[SPARK-9661] [MLLIB] minor clean-up of SPARK-9661

Some minor clean-ups after SPARK-9661. See my inline comments. MechCoder jkbradley Author: Xiangrui Meng <meng@databricks.com> Closes #8190 from mengxr/SPARK-9661-fix.
author: Xiangrui Meng <meng@databricks.com> 2015-08-14 10:25:11 -0700
committer: Joseph K. Bradley <joseph@databricks.com> 2015-08-14 10:25:11 -0700
commit: a0e1abbd010b9e73d472ce12ff1d987678005d32 (patch)
tree: c439c25caad95561001eacb76b08950051332ab4 /mllib
parent: c8677d73666850b37ff937520e538650632ce304 (diff)
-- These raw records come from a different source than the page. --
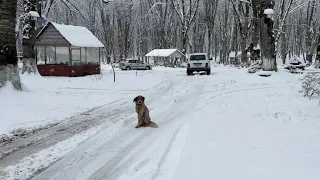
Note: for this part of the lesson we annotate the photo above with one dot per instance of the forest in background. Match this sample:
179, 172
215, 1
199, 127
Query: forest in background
130, 28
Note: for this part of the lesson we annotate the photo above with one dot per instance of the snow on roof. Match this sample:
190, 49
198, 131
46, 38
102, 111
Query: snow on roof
77, 35
163, 52
233, 54
268, 11
34, 13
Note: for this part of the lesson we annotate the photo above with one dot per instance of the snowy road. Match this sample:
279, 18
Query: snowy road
230, 125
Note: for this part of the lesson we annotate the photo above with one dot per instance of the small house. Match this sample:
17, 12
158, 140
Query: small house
165, 56
236, 58
67, 50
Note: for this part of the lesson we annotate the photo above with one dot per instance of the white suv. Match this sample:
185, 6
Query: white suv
199, 62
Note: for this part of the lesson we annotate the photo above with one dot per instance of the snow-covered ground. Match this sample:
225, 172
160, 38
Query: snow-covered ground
229, 125
53, 99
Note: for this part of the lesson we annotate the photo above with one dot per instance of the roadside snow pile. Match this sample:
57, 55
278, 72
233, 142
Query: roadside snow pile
311, 84
54, 99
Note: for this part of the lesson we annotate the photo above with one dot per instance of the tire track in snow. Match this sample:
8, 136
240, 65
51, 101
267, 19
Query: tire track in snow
173, 129
42, 139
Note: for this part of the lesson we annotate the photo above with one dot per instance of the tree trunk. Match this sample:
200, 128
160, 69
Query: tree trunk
267, 39
29, 33
309, 30
8, 54
283, 45
317, 63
download: spark-a0e1abbd010b9e73d472ce12ff1d987678005d32.tar.gz
spark-a0e1abbd010b9e73d472ce12ff1d987678005d32.tar.bz2
spark-a0e1abbd010b9e73d472ce12ff1d987678005d32.zip
4 files changed, 28 insertions, 25 deletions
diff --git a/mllib/src/main/scala/org/apache/spark/mllib/clustering/LDAModel.scala b/mllib/src/main/scala/org/apache/spark/mllib/clustering/LDAModel.scala
index f31949f13a..82f05e4a18 100644
--- a/mllib/src/main/scala/org/apache/spark/mllib/clustering/LDAModel.scala
+++ b/mllib/src/main/scala/org/apache/spark/mllib/clustering/LDAModel.scala
@@ -674,10 +674,9 @@ class DistributedLDAModel private[clustering] (
   }
 
   /** Java-friendly version of [[topTopicsPerDocument]] */
-  def javaTopTopicsPerDocument(
-      k: Int): JavaRDD[(java.lang.Long, Array[Int], Array[java.lang.Double])] = {
+  def javaTopTopicsPerDocument(k: Int): JavaRDD[(java.lang.Long, Array[Int], Array[Double])] = {
     val topics = topTopicsPerDocument(k)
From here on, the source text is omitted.